Apart from the facts that (1) the photo of the completed jacket showed it as having knitted-in pockets and it doesn’t - can you BELIEVE anyone would knit little pockets and sew them on?! - and (2) the pattern for the second of the two fronts was so complicated that I ended up rissoling it completely and simply reversing the pattern for the first front, I find myself at a bit of a loss with regard to putting all the pieces together. It’s been a looooong time since I last did this, and it’s all gone out of my head.
If anyone is passionate about the best way to sew up, I’d be really grateful to be told about it…


I’m not sure if there are particular problems you’ll have with this jacket but I try to use 3 needle bind off for the shoulders, if possible and mattress stitch to seam up the sides and sleeves. Pin everything in place first to make sure it will all go together the way you want and then go to it.

The 3-needle number is out of the question, inasmuch as I’ve long since cast off on all the various bits.
However, the video of the mattress stitch is most helpful: I never knew how to do that!

Had to admit total defeat. I only got as far as getting out the ironing-board and a damp teatowel and starting to flatten the pieces… and as there was absolutely zero flattening, I realised it’s all beyond me.
Too long ago, the last garment made was…
Happily for me, there’s a knitting shop in the CBD that outsources putting knitted garments together. So it won’t be wasted - and as an age pensioner, I could ill afford to have paid all that money for the wool without anything to show for it.
I do have another question: why do we do this ironing with a damp teatowel when it doesn’t flatten the rolled edges at all?
Have I overlooked something really basic?
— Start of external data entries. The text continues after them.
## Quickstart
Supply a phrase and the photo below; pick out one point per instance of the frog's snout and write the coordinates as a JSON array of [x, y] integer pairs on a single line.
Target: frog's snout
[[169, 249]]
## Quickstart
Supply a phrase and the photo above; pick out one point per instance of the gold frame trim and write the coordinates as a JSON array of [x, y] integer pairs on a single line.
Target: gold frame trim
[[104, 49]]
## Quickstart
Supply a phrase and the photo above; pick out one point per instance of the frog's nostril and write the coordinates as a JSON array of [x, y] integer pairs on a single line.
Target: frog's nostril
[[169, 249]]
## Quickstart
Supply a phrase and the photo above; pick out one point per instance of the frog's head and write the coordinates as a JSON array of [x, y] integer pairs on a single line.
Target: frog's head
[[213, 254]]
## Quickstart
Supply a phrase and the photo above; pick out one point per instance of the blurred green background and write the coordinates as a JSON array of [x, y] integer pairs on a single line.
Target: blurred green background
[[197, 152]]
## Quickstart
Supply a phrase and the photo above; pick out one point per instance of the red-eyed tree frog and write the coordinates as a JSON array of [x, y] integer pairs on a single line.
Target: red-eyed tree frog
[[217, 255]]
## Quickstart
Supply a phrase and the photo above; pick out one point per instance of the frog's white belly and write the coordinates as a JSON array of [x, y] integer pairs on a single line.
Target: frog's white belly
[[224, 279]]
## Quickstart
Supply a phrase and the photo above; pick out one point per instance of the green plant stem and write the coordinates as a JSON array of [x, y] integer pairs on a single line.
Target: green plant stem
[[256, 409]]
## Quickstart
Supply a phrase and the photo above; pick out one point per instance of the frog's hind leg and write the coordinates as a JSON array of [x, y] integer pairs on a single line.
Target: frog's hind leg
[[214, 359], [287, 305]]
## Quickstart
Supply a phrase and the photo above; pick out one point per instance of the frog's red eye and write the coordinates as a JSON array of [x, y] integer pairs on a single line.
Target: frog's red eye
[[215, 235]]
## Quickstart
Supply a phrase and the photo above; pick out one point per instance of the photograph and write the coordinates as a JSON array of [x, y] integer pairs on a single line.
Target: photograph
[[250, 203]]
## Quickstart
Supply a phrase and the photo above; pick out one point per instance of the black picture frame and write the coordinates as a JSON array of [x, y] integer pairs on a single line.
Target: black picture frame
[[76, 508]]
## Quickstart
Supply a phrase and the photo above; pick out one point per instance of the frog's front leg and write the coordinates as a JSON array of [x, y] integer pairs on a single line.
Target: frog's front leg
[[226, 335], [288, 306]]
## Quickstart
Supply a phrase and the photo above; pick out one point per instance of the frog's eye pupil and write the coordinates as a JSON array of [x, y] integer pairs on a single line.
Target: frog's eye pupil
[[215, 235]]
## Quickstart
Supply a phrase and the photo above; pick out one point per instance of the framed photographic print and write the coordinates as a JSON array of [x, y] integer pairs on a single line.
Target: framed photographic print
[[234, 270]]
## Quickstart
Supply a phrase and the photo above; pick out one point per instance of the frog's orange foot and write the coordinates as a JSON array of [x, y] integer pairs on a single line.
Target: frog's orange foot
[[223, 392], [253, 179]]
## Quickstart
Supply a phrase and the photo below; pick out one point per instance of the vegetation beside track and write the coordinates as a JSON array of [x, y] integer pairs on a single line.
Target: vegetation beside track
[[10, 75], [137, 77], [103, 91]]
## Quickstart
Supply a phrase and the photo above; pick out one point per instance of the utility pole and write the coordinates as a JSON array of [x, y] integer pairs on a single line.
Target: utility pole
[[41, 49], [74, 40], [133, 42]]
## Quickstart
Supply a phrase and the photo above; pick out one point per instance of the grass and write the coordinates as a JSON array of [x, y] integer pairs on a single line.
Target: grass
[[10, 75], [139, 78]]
Actually, I never use an iron. You can block by pinning out the pieces to the correct dimensions, spritzing them with a spray bottle of water and letting dry completely. Or wash, roll in a towel to gently press out the water, pin out to size, and let dry. This may get rid of curling edges but if your knitted jacket is stockinette (knit on one side, purl on the other) there is just a tendency to curl that blocking won’t cure. If the curl is on an edge that will be seamed, the seaming itself will stop the curl.
You can certainly use a knit shop to put the pieces together, but why not give it one more try?

I think because this whole project has filled me with gloom. To begin with, as I say, I found the photo of the completed garment to have been air-brushed; which disappointment was closely followed by the insanity of the actual pattern. Having managed to get myself through that without having to chuck the whole thing, I then found the instructions re assembling to be very much less than helpful. As well, this damned jacket includes another problem I asked about much earlier in this forum - the matter of the edging on the two fronts curving fairly savagely upward because there’s garter stitch along the bottoms and also the inner edges.
Basically, it’s been just one thing after another with this jacket. I’ll never make another purchase of this wool and/or its patterns. Happily for me, I was very recently referred to Oz’s wonderful Bendigo Woollen Mills, with real wool at an AMAZING price and simple, delightful patterns to make with it.
Deo gratias!
I thank you very much indeed for your support, salmonmac; but this is a project too far.


I hesitate to suggest this, and feel that I can suggest it only because I’ve done it myself.

But…could you just unravel the whole wonderful jacket and make something different from the yarn/wool?


I’ve had those projects too and not just in knitting. Give this honey to someone else to put together and who knows? It may become one of your favorites to wear despite its difficult beginning. Enjoy!

I have done that before - unravelled an entire garment and made something else from it. But it was in the days when my husband was alive and life was wonderful. Too much to contemplate as a person on her own, without much motivation.
No matter - have found people willing to help, here, and that’s a big plus!